Posted by: Steven Augustine | 11/28/2007 at 02:30 AM
I don't see anything in Ulin's piece that can be read as an attack against literary postmodernism or experimentation. When he refers to "playing games," he may just as well be talking about contemporary high-concept "literary" schlockmeisters (Walter Kirn, Michael Chabon, e.g.). I think there's a valid argument to be made against the privileging of prose that engages with our essential selves and reaches down to the fundaments of human experience, yanking aside the veil of reality, etc., but such a "description" applies to Beckett as well.

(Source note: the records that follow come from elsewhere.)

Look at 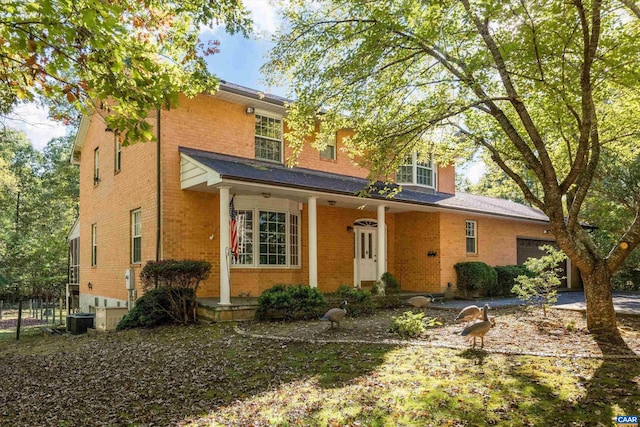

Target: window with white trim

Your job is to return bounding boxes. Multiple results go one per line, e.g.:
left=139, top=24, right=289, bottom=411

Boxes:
left=320, top=133, right=337, bottom=160
left=289, top=213, right=299, bottom=266
left=91, top=224, right=97, bottom=266
left=93, top=148, right=100, bottom=184
left=466, top=220, right=477, bottom=254
left=114, top=139, right=122, bottom=173
left=396, top=153, right=436, bottom=188
left=232, top=206, right=300, bottom=268
left=255, top=113, right=282, bottom=162
left=131, top=209, right=142, bottom=264
left=235, top=210, right=254, bottom=265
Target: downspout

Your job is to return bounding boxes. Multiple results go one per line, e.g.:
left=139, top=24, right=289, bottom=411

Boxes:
left=156, top=109, right=161, bottom=262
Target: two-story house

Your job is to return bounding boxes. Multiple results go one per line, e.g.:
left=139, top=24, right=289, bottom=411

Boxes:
left=70, top=81, right=577, bottom=313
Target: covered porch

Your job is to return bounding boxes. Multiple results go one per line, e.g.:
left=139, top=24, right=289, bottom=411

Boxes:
left=179, top=147, right=457, bottom=305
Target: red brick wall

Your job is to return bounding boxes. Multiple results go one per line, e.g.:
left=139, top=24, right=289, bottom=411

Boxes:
left=438, top=212, right=549, bottom=291
left=78, top=93, right=549, bottom=304
left=438, top=165, right=456, bottom=194
left=78, top=114, right=157, bottom=303
left=394, top=212, right=442, bottom=293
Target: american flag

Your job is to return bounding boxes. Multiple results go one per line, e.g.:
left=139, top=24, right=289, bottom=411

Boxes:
left=229, top=196, right=239, bottom=260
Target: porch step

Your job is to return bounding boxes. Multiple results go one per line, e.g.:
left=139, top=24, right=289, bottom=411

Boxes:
left=197, top=303, right=256, bottom=322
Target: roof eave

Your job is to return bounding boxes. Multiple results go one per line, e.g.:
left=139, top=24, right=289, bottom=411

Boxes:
left=71, top=115, right=91, bottom=165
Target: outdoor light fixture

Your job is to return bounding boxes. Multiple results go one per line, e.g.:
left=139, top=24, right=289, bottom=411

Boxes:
left=246, top=106, right=255, bottom=114
left=262, top=192, right=271, bottom=199
left=346, top=226, right=354, bottom=233
left=328, top=200, right=336, bottom=206
left=87, top=282, right=93, bottom=290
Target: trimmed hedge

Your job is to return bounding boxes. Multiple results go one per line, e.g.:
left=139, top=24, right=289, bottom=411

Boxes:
left=140, top=259, right=211, bottom=290
left=380, top=272, right=401, bottom=294
left=116, top=287, right=195, bottom=330
left=454, top=261, right=498, bottom=297
left=335, top=285, right=375, bottom=317
left=495, top=265, right=535, bottom=296
left=257, top=284, right=326, bottom=321
left=374, top=294, right=403, bottom=309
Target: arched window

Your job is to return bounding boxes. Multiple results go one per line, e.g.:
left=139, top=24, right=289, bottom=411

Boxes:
left=354, top=219, right=378, bottom=228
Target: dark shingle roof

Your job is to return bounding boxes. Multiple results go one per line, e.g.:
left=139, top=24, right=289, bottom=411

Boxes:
left=219, top=81, right=291, bottom=106
left=179, top=147, right=548, bottom=223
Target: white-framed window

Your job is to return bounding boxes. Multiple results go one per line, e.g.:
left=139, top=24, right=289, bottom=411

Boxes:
left=235, top=209, right=254, bottom=265
left=396, top=152, right=436, bottom=189
left=466, top=220, right=477, bottom=254
left=91, top=224, right=97, bottom=266
left=289, top=213, right=299, bottom=266
left=255, top=113, right=283, bottom=162
left=320, top=133, right=337, bottom=160
left=131, top=209, right=142, bottom=264
left=69, top=237, right=79, bottom=284
left=93, top=147, right=100, bottom=184
left=232, top=199, right=300, bottom=268
left=114, top=139, right=122, bottom=173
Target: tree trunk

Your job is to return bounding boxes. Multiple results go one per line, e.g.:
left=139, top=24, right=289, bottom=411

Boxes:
left=581, top=261, right=618, bottom=338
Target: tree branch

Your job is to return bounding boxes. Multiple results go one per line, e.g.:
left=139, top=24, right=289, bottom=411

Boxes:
left=460, top=0, right=558, bottom=190
left=620, top=0, right=640, bottom=18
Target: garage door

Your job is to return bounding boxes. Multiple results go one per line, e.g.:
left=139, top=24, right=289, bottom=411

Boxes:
left=517, top=238, right=567, bottom=286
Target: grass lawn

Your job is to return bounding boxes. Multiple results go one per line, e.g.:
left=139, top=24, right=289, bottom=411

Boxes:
left=0, top=319, right=638, bottom=426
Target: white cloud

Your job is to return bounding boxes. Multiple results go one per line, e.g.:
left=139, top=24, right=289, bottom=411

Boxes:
left=466, top=161, right=486, bottom=184
left=201, top=0, right=283, bottom=38
left=3, top=103, right=68, bottom=151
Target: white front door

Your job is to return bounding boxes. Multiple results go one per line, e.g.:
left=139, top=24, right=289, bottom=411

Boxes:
left=356, top=227, right=377, bottom=282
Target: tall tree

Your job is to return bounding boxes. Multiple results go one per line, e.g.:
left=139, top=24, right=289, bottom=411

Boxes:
left=1, top=0, right=251, bottom=143
left=0, top=130, right=78, bottom=302
left=266, top=0, right=640, bottom=338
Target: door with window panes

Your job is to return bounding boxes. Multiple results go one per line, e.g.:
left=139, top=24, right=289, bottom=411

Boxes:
left=355, top=227, right=377, bottom=281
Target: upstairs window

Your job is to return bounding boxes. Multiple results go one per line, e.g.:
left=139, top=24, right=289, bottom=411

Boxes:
left=93, top=148, right=100, bottom=185
left=320, top=133, right=337, bottom=160
left=114, top=139, right=122, bottom=173
left=396, top=153, right=436, bottom=189
left=255, top=113, right=282, bottom=162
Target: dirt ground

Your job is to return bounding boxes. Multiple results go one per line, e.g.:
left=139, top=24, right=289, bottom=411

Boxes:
left=243, top=306, right=640, bottom=358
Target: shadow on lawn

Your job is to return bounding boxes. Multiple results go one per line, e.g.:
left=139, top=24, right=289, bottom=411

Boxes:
left=502, top=333, right=640, bottom=426
left=0, top=324, right=398, bottom=426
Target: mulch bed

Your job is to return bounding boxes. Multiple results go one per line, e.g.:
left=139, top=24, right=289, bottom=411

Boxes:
left=243, top=306, right=640, bottom=358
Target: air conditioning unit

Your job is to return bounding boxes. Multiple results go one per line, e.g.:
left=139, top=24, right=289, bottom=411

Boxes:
left=124, top=268, right=135, bottom=290
left=94, top=307, right=128, bottom=331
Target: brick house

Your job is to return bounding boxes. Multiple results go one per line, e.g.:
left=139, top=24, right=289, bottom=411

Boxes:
left=70, top=81, right=578, bottom=312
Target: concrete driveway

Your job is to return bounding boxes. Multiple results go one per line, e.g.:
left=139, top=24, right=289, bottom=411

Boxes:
left=431, top=291, right=640, bottom=316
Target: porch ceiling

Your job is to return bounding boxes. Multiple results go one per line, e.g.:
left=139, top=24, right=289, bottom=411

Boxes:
left=178, top=146, right=549, bottom=222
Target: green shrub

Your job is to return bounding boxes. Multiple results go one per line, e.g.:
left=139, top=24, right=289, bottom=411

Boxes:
left=612, top=267, right=640, bottom=291
left=380, top=272, right=401, bottom=294
left=374, top=294, right=403, bottom=309
left=454, top=261, right=498, bottom=297
left=336, top=285, right=375, bottom=317
left=372, top=271, right=401, bottom=296
left=512, top=245, right=566, bottom=317
left=494, top=265, right=535, bottom=296
left=388, top=312, right=442, bottom=338
left=137, top=259, right=210, bottom=324
left=257, top=284, right=326, bottom=321
left=140, top=259, right=211, bottom=290
left=116, top=287, right=195, bottom=330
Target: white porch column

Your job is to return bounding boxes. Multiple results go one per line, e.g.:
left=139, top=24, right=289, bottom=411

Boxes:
left=308, top=196, right=318, bottom=288
left=219, top=186, right=231, bottom=305
left=377, top=204, right=386, bottom=280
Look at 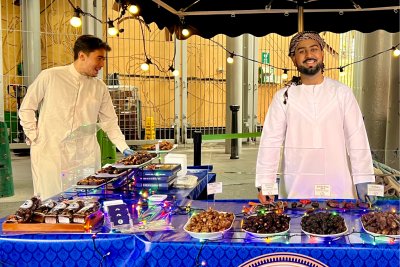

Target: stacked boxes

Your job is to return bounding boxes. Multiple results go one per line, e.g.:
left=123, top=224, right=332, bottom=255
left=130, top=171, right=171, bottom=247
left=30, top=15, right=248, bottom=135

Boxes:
left=145, top=117, right=155, bottom=140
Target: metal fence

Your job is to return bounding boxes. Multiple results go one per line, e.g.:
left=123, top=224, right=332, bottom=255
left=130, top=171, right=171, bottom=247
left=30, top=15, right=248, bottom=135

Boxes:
left=1, top=0, right=361, bottom=147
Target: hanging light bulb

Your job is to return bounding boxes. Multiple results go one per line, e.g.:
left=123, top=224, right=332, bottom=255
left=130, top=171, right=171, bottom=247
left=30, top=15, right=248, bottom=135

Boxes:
left=107, top=20, right=119, bottom=36
left=227, top=53, right=234, bottom=64
left=182, top=28, right=190, bottom=37
left=393, top=47, right=400, bottom=57
left=339, top=67, right=345, bottom=76
left=281, top=69, right=288, bottom=80
left=169, top=66, right=179, bottom=76
left=70, top=8, right=82, bottom=28
left=128, top=5, right=139, bottom=15
left=141, top=58, right=152, bottom=71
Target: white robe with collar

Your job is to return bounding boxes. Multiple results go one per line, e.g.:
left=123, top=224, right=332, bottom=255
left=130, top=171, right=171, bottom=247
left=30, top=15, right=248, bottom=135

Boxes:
left=256, top=77, right=374, bottom=199
left=19, top=64, right=129, bottom=199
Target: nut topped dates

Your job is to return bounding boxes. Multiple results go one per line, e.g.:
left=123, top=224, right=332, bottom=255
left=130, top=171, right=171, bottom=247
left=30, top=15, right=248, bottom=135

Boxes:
left=185, top=208, right=234, bottom=233
left=361, top=211, right=400, bottom=236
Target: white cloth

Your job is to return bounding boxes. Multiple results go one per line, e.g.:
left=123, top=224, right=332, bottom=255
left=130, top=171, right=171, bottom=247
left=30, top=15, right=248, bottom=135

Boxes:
left=19, top=64, right=129, bottom=199
left=256, top=77, right=374, bottom=199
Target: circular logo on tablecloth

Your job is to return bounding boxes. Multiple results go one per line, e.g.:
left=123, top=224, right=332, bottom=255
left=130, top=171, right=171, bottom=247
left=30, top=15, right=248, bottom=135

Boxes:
left=238, top=252, right=328, bottom=267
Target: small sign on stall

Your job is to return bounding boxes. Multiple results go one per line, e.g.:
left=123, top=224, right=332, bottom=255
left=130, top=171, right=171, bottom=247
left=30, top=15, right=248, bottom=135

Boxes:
left=367, top=184, right=384, bottom=197
left=261, top=183, right=279, bottom=196
left=207, top=182, right=223, bottom=195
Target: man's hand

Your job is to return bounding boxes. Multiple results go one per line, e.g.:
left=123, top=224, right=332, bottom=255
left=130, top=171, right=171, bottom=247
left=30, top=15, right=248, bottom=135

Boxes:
left=123, top=148, right=134, bottom=157
left=257, top=191, right=275, bottom=204
left=356, top=182, right=377, bottom=204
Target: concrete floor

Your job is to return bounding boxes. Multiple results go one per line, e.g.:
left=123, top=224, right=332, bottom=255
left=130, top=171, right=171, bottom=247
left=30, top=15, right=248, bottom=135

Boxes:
left=0, top=143, right=259, bottom=218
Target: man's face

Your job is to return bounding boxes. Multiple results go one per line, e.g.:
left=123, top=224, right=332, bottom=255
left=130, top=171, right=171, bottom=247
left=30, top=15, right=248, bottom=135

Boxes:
left=78, top=49, right=106, bottom=77
left=291, top=39, right=324, bottom=76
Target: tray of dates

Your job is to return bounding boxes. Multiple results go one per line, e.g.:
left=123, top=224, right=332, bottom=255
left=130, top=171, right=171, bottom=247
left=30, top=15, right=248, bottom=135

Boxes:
left=184, top=208, right=235, bottom=240
left=94, top=164, right=130, bottom=178
left=113, top=151, right=158, bottom=169
left=140, top=141, right=176, bottom=153
left=361, top=211, right=400, bottom=238
left=242, top=212, right=290, bottom=238
left=301, top=212, right=348, bottom=240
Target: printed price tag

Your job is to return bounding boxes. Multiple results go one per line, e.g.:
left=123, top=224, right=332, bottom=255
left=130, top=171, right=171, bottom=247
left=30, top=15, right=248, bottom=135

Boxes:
left=314, top=184, right=331, bottom=197
left=207, top=182, right=223, bottom=195
left=261, top=183, right=278, bottom=196
left=367, top=184, right=384, bottom=197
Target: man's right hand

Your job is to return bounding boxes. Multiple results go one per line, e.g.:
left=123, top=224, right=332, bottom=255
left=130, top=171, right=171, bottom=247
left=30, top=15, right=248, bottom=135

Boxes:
left=258, top=191, right=275, bottom=204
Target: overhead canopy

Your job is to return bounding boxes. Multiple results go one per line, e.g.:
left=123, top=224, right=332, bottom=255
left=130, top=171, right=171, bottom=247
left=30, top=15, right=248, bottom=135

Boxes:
left=129, top=0, right=400, bottom=39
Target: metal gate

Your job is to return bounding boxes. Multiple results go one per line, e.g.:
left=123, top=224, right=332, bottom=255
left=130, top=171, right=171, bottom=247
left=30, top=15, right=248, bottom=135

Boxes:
left=1, top=0, right=364, bottom=148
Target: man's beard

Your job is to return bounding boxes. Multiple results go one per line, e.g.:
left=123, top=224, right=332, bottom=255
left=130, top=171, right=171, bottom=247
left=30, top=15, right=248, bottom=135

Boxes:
left=297, top=62, right=324, bottom=75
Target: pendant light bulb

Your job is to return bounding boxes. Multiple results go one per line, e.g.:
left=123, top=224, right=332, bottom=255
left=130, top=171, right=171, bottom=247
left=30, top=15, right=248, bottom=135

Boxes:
left=108, top=27, right=119, bottom=36
left=128, top=5, right=139, bottom=15
left=281, top=69, right=288, bottom=80
left=141, top=58, right=152, bottom=71
left=141, top=62, right=150, bottom=71
left=70, top=9, right=82, bottom=28
left=393, top=48, right=400, bottom=57
left=107, top=20, right=119, bottom=36
left=172, top=69, right=180, bottom=76
left=182, top=28, right=190, bottom=37
left=227, top=53, right=234, bottom=64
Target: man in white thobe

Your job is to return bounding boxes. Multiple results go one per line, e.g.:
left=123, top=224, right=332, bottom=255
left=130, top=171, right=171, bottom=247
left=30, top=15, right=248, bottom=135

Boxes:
left=256, top=32, right=375, bottom=202
left=19, top=35, right=134, bottom=199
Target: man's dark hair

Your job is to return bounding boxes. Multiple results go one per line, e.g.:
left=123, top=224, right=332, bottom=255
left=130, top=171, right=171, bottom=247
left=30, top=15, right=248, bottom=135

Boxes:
left=73, top=35, right=111, bottom=60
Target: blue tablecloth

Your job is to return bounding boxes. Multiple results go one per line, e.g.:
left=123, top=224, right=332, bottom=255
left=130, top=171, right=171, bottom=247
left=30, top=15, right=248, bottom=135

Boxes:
left=1, top=200, right=399, bottom=267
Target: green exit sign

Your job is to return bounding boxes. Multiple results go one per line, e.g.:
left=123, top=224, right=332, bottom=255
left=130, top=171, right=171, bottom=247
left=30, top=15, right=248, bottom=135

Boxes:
left=262, top=52, right=270, bottom=64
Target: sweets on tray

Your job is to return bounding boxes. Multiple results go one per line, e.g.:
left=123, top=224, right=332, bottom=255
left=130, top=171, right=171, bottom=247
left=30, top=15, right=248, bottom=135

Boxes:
left=73, top=202, right=101, bottom=224
left=58, top=200, right=85, bottom=224
left=6, top=196, right=41, bottom=223
left=148, top=141, right=173, bottom=151
left=185, top=208, right=234, bottom=233
left=44, top=201, right=70, bottom=224
left=32, top=199, right=57, bottom=223
left=96, top=165, right=125, bottom=174
left=361, top=211, right=400, bottom=236
left=77, top=176, right=107, bottom=185
left=301, top=212, right=347, bottom=235
left=242, top=213, right=290, bottom=234
left=117, top=151, right=156, bottom=165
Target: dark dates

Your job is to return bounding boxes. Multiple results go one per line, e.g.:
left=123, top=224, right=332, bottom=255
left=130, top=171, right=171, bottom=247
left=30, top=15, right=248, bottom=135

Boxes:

Posted by: Chris | 11/28/2007 at 06:44 AM
People have been wrestling with these issues since Plato, and deriding them sounds childish. To me, a good writer deals with these issues – the hard-to-express concepts and issues apparently fundamental to the greater part of humanity – with delicacy, style, and craft. A mediocre writer is one who hits you over the head because s/he lacks ability, or has great ability and is boring, boring, boring to the bone – unintelligent or uninteresting, or lacking depth.
Posted by: Daniel | 11/28/2007 at 09:46 AM
"There were some geese that appeared to be squabbling to no end, and I was trying to decipher what they were so bothered about, but then this man came along and stamped his foot. That was the end of that." Kierkegaard
Posted by: Lloyd Mintern | 11/28/2007 at 04:15 PM
"That was the end of that."
...until the guy walked off to have a beer and a noisy nap and the geese re-convened the discussion.
Posted by: Steven Augustine | 11/29/2007 at 07:54 AM
Steve,
Not a bad comeback. Laughed out loud -- not something I usually do when trolling the net. But, er, ahh, dude, since we're all quacking around more or less the same pond, what's up with your remark at another marsh than I, ah, "buried" your interview at my site?